Biographical Note
Peggy V. Beck, author, educator, received her PhD in the History of Consciousness in 1974 from the University of California, Santa Cruz, under the direction of Gregory Bateson. She taught humanities at the University of New Mexico and at New Mexico Highlands University from 1979-1983.
Beck attended Sarah Lawrence College where she received a B.A. in 1969. Beck had a keen interest in the phenomena of the fool and clown.
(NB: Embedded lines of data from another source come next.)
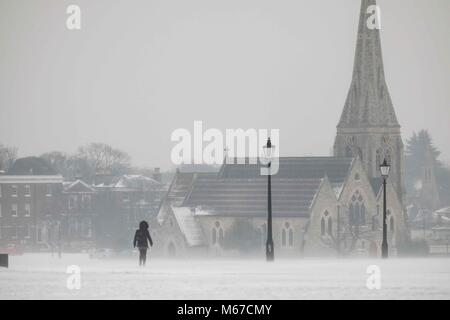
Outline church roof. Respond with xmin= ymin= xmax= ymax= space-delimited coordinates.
xmin=183 ymin=176 xmax=322 ymax=217
xmin=7 ymin=157 xmax=57 ymax=176
xmin=219 ymin=157 xmax=353 ymax=184
xmin=159 ymin=157 xmax=353 ymax=218
xmin=338 ymin=0 xmax=400 ymax=128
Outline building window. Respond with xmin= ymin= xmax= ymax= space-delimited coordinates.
xmin=281 ymin=222 xmax=294 ymax=247
xmin=349 ymin=191 xmax=366 ymax=226
xmin=375 ymin=149 xmax=384 ymax=172
xmin=11 ymin=226 xmax=18 ymax=239
xmin=211 ymin=221 xmax=223 ymax=245
xmin=389 ymin=217 xmax=395 ymax=233
xmin=25 ymin=203 xmax=31 ymax=217
xmin=11 ymin=204 xmax=17 ymax=217
xmin=81 ymin=195 xmax=91 ymax=209
xmin=47 ymin=184 xmax=52 ymax=197
xmin=320 ymin=210 xmax=333 ymax=237
xmin=260 ymin=223 xmax=267 ymax=247
xmin=24 ymin=224 xmax=30 ymax=239
xmin=25 ymin=184 xmax=31 ymax=197
xmin=69 ymin=195 xmax=77 ymax=209
xmin=320 ymin=217 xmax=325 ymax=237
xmin=11 ymin=185 xmax=18 ymax=197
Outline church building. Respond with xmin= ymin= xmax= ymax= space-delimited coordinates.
xmin=151 ymin=0 xmax=408 ymax=257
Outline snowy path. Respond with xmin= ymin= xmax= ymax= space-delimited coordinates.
xmin=0 ymin=254 xmax=450 ymax=300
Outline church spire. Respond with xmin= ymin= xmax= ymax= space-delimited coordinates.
xmin=338 ymin=0 xmax=400 ymax=129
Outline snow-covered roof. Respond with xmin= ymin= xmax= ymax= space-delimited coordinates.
xmin=114 ymin=175 xmax=161 ymax=189
xmin=434 ymin=207 xmax=450 ymax=215
xmin=172 ymin=207 xmax=205 ymax=246
xmin=63 ymin=180 xmax=96 ymax=193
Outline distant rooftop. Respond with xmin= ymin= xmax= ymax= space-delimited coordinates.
xmin=6 ymin=157 xmax=58 ymax=176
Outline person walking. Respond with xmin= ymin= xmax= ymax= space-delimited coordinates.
xmin=133 ymin=221 xmax=153 ymax=266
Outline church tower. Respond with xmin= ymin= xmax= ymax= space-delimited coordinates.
xmin=334 ymin=0 xmax=404 ymax=202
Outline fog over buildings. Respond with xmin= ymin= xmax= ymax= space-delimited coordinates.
xmin=0 ymin=0 xmax=450 ymax=168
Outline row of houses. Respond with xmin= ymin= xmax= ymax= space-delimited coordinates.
xmin=0 ymin=157 xmax=165 ymax=250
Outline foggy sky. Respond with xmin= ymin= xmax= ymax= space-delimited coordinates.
xmin=0 ymin=0 xmax=450 ymax=168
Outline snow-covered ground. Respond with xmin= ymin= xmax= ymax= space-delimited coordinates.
xmin=0 ymin=254 xmax=450 ymax=300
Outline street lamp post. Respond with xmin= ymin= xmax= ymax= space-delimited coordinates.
xmin=380 ymin=159 xmax=391 ymax=259
xmin=263 ymin=138 xmax=275 ymax=262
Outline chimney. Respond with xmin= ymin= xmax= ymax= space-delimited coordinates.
xmin=153 ymin=168 xmax=162 ymax=183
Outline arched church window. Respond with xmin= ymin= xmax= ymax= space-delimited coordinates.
xmin=211 ymin=221 xmax=224 ymax=245
xmin=345 ymin=146 xmax=353 ymax=158
xmin=385 ymin=148 xmax=393 ymax=168
xmin=349 ymin=191 xmax=366 ymax=226
xmin=375 ymin=149 xmax=384 ymax=172
xmin=219 ymin=228 xmax=223 ymax=245
xmin=211 ymin=228 xmax=217 ymax=245
xmin=260 ymin=223 xmax=267 ymax=246
xmin=281 ymin=222 xmax=294 ymax=247
xmin=320 ymin=217 xmax=325 ymax=237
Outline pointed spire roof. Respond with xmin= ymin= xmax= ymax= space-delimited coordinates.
xmin=338 ymin=0 xmax=400 ymax=128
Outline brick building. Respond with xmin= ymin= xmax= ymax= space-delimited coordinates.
xmin=0 ymin=157 xmax=63 ymax=248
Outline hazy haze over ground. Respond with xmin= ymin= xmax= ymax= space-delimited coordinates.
xmin=0 ymin=0 xmax=450 ymax=168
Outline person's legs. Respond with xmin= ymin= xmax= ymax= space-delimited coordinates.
xmin=139 ymin=248 xmax=144 ymax=266
xmin=142 ymin=248 xmax=147 ymax=266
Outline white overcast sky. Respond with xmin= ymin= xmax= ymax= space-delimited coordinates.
xmin=0 ymin=0 xmax=450 ymax=168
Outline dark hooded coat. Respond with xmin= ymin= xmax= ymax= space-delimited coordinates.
xmin=133 ymin=221 xmax=153 ymax=248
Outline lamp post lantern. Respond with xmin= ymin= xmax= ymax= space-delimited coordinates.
xmin=263 ymin=138 xmax=275 ymax=262
xmin=380 ymin=159 xmax=391 ymax=259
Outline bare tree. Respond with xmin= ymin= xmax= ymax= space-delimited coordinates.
xmin=76 ymin=143 xmax=131 ymax=179
xmin=0 ymin=144 xmax=18 ymax=171
xmin=322 ymin=211 xmax=381 ymax=256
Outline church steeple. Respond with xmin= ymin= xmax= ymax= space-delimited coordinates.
xmin=338 ymin=0 xmax=399 ymax=128
xmin=334 ymin=0 xmax=404 ymax=204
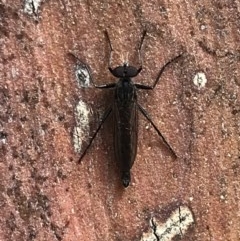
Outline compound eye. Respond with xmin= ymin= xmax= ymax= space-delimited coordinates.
xmin=112 ymin=66 xmax=138 ymax=78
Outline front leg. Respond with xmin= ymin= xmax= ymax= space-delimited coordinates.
xmin=68 ymin=52 xmax=116 ymax=89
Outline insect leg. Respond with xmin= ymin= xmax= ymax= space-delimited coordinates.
xmin=68 ymin=52 xmax=116 ymax=89
xmin=135 ymin=53 xmax=182 ymax=90
xmin=104 ymin=30 xmax=113 ymax=72
xmin=138 ymin=29 xmax=147 ymax=73
xmin=78 ymin=107 xmax=112 ymax=163
xmin=137 ymin=103 xmax=177 ymax=158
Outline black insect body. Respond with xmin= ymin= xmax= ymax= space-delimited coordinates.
xmin=74 ymin=31 xmax=181 ymax=187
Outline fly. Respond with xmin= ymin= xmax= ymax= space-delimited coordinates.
xmin=71 ymin=30 xmax=182 ymax=187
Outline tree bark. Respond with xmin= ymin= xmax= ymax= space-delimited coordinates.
xmin=0 ymin=0 xmax=240 ymax=241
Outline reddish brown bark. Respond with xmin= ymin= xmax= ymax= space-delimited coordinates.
xmin=0 ymin=0 xmax=240 ymax=241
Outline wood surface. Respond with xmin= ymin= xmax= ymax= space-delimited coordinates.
xmin=0 ymin=0 xmax=240 ymax=241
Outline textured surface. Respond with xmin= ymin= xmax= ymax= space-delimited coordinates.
xmin=0 ymin=0 xmax=240 ymax=241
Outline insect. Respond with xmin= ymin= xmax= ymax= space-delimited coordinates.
xmin=71 ymin=30 xmax=182 ymax=187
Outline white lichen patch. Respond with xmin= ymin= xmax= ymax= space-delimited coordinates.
xmin=193 ymin=72 xmax=207 ymax=89
xmin=23 ymin=0 xmax=43 ymax=15
xmin=141 ymin=206 xmax=194 ymax=241
xmin=75 ymin=64 xmax=91 ymax=88
xmin=73 ymin=100 xmax=90 ymax=153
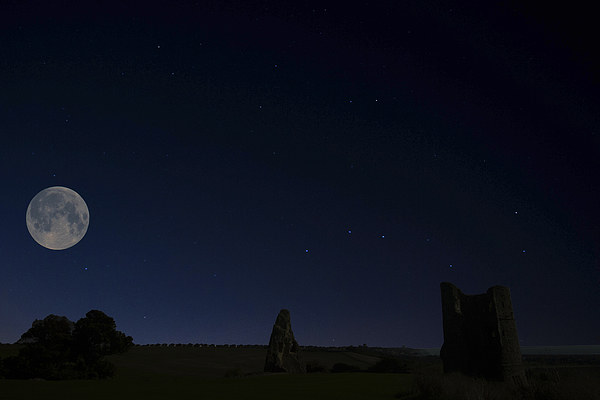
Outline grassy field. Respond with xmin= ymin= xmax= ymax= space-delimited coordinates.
xmin=0 ymin=345 xmax=600 ymax=400
xmin=0 ymin=345 xmax=411 ymax=400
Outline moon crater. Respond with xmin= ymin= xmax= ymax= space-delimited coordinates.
xmin=25 ymin=186 xmax=89 ymax=250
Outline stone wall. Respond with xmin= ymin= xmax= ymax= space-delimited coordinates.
xmin=440 ymin=282 xmax=526 ymax=384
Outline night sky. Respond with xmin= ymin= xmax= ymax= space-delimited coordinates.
xmin=0 ymin=0 xmax=600 ymax=348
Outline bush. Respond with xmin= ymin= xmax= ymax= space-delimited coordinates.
xmin=331 ymin=363 xmax=360 ymax=373
xmin=0 ymin=310 xmax=133 ymax=380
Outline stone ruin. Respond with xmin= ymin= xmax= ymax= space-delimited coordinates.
xmin=440 ymin=282 xmax=527 ymax=385
xmin=265 ymin=310 xmax=306 ymax=374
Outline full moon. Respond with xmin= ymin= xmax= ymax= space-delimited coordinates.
xmin=25 ymin=186 xmax=90 ymax=250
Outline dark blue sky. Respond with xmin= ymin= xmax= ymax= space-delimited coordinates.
xmin=0 ymin=1 xmax=600 ymax=347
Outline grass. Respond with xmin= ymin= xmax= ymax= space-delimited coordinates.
xmin=0 ymin=345 xmax=412 ymax=400
xmin=0 ymin=345 xmax=600 ymax=400
xmin=0 ymin=373 xmax=410 ymax=400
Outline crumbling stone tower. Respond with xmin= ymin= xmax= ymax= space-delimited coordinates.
xmin=440 ymin=282 xmax=526 ymax=385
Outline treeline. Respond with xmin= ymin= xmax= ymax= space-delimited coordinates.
xmin=0 ymin=310 xmax=133 ymax=380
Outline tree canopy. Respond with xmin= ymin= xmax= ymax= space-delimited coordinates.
xmin=0 ymin=310 xmax=133 ymax=379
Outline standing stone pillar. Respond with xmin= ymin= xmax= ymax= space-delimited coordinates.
xmin=265 ymin=310 xmax=306 ymax=373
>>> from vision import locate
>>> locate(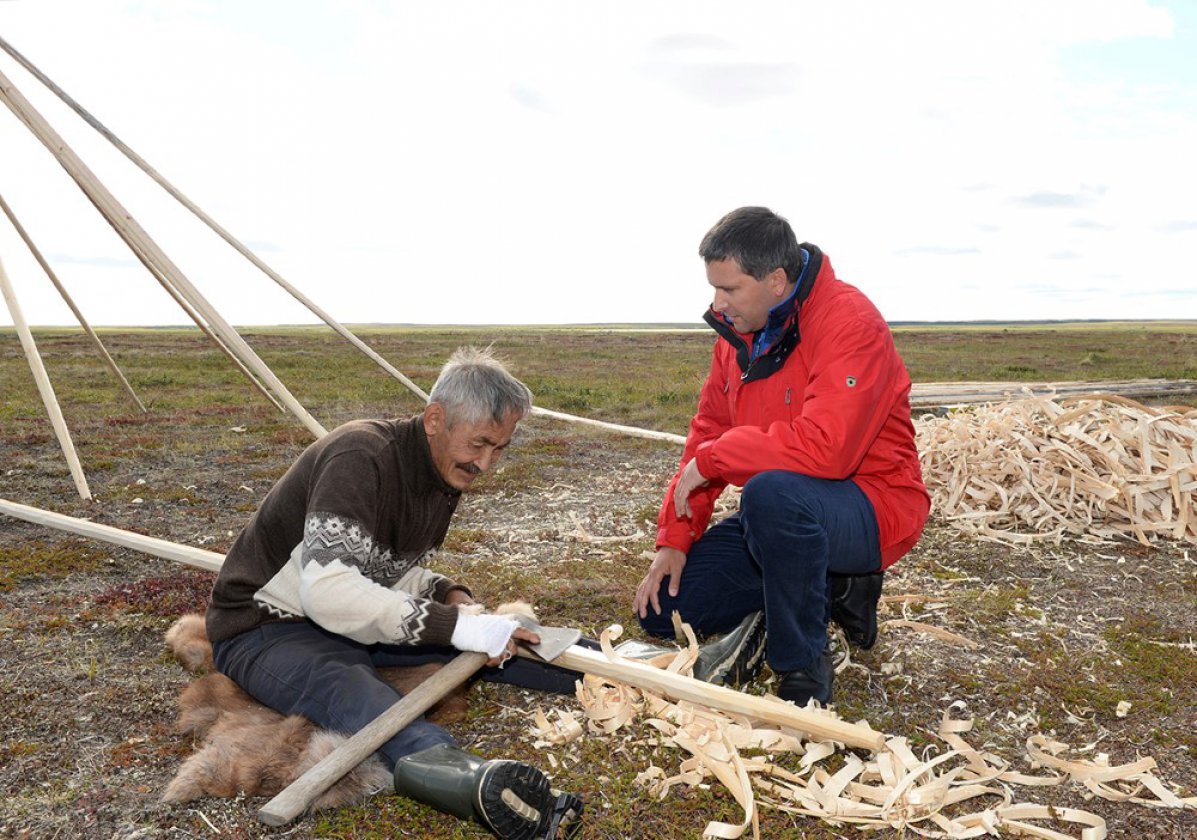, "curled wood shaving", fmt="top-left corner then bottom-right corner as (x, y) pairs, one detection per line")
(881, 619), (979, 650)
(548, 626), (1197, 840)
(916, 394), (1197, 544)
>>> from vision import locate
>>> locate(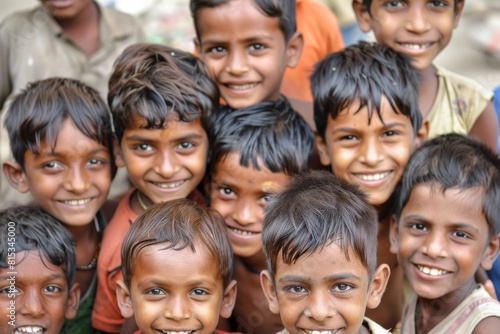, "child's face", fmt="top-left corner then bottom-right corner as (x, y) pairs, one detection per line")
(41, 0), (93, 20)
(116, 117), (208, 204)
(318, 98), (426, 206)
(18, 119), (112, 226)
(261, 243), (389, 334)
(0, 250), (80, 334)
(196, 0), (302, 109)
(117, 243), (236, 334)
(210, 153), (291, 258)
(391, 184), (499, 305)
(354, 0), (463, 70)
Beck received a Wenner-Gren fellowship to study ritual clowns and shamans in the Sierra Mixe, Oaxaca, Mexico in 1974. Beck worked for four years at Diné College on the Navajo Nation where she wrote bi-cultural curriculum materials including the textbook, The Sacred: Ways of Knowledge, Sources of Life. The book was first published in 1977 by the Navajo Community College and was reprinted in 1990 by Northern Arizona Press in 1990. Beck lived in northern New Mexico in 1979 where she began teaching humanities at the University of New Mexico and New Mexico Highlands University. In 1986 she received a Folk Arts Program grant from the National Endowment for the Arts to mount an exhibit on New Mexican midwinter masquerades. Beck has written novels, poetry, and published essays relating to the fool in anthologies and in the journal Parabola.